Félix adds that hunting usually takes place on weekends when relatives gather together.

“When you’re craving rat soup and the family comes over on the weekend, that’s when we go hunting.”

A Culinary Tradition Believed to Have Healing Properties

Tanque de Mendoza

Tadeo says field rat soup is one of San Luis Potosí’s traditional dishes and is also prepared in parts of Zacatecas and Nuevo León.

“It’s a very traditional dish in San Luis Potosí. Any farmer around here will tell you it’s a tradition passed down from generation to generation, just as my grandfather learned it and is now teaching us.”

Both Félix and Tadeo believe the soup has medicinal properties, especially for people suffering from colds or respiratory illnesses.

“It’s very good for providing calcium, helping with weakness, and even for people with cancer. It gives the body strength. We give it to sick people with cancer so they’ll be well nourished and have more strength.” — Félix

“At first I struggled to eat it, but after trying it I liked it. It’s very medicinal, especially when you have the flu.” — Tadeo

How Is It Prepared?

According to Félix, the soup typically includes:

  • Garlic
  • Chili peppers
  • Onion
  • Tomatoes
  • Potatoes (either wild or store-bought)

If soup is not prepared, the rats are fried and cooked in a discada with potatoes, green chili peppers, tomatoes, and lime.

José Remedios prepares his version with:

  • Chickpeas
  • Rice
  • Masa
  • Cascabel chili peppers
  • Garlic
  • Onion
  • Spearmint
  • Cilantro
Félix Álvarez

A Customer’s Experience

Luis Ricardo Silva first learned about field rat soup during the COVID-19 pandemic. He says it helped him recover from the illness.
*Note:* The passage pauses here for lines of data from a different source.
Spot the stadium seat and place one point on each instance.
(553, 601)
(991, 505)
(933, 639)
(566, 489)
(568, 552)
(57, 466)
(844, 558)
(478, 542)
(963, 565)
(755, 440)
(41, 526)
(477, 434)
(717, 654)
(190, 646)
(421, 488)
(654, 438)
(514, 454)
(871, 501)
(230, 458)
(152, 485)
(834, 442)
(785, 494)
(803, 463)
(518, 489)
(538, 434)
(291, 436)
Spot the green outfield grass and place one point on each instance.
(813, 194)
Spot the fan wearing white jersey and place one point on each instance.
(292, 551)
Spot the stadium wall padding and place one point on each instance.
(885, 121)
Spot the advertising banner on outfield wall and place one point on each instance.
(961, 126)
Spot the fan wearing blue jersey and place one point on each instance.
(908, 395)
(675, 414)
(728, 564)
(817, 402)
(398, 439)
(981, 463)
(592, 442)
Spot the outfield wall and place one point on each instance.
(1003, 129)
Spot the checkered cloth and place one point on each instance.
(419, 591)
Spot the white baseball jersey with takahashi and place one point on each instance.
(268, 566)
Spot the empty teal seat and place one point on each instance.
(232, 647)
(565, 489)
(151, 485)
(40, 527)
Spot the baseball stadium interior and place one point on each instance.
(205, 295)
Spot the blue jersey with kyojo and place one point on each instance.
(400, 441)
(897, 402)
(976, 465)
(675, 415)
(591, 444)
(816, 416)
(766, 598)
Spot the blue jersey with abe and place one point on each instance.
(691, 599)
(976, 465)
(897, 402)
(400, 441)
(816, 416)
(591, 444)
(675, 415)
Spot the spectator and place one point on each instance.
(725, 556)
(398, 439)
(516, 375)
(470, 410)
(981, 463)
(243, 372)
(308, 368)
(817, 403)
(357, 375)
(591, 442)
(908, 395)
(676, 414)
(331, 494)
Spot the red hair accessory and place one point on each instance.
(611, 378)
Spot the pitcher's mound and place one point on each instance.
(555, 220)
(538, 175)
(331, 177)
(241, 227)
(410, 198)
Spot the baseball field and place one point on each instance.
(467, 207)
“A friend of my daughter’s brought me some when I had COVID. I wasn’t getting better, but after eating the soup, by the third day I felt completely recovered.”

Field Rats Are Different from City Rats

Many people associate the word “rat” with sewer rats that spread disease, but local residents emphasize that field rats are completely different.

“At first I thought they were sewer rats, and the idea made me sick to my stomach. Then my grandfather and father explained that these are wild rats. They don’t eat garbage—they feed on maguey, prickly pears, and garambullo fruit.” — Tadeo

Ricardo Silva says he had heard many recommendations before finally trying it.

“People told me it was full of nutrients. The first time I ate it, I started sweating and felt full of energy. It has a unique flavor—don’t expect it to taste like chicken or fish soup.”

Would You Recommend It?

“Yes, I would. It has helped me recover from serious illnesses twice. It’s completely natural, and I’ve even hunted the rats myself, so I know they’re clean. I definitely recommend it. From my own experience, it really helped me recover.”

From being a survival food in rural communities to becoming what some people describe as a remedy that helped them recover from COVID-19, field rat soup has become one of the signature dishes of San Luis Potosí for travelers with adventurous palates who want to experience the state’s traditional cuisine.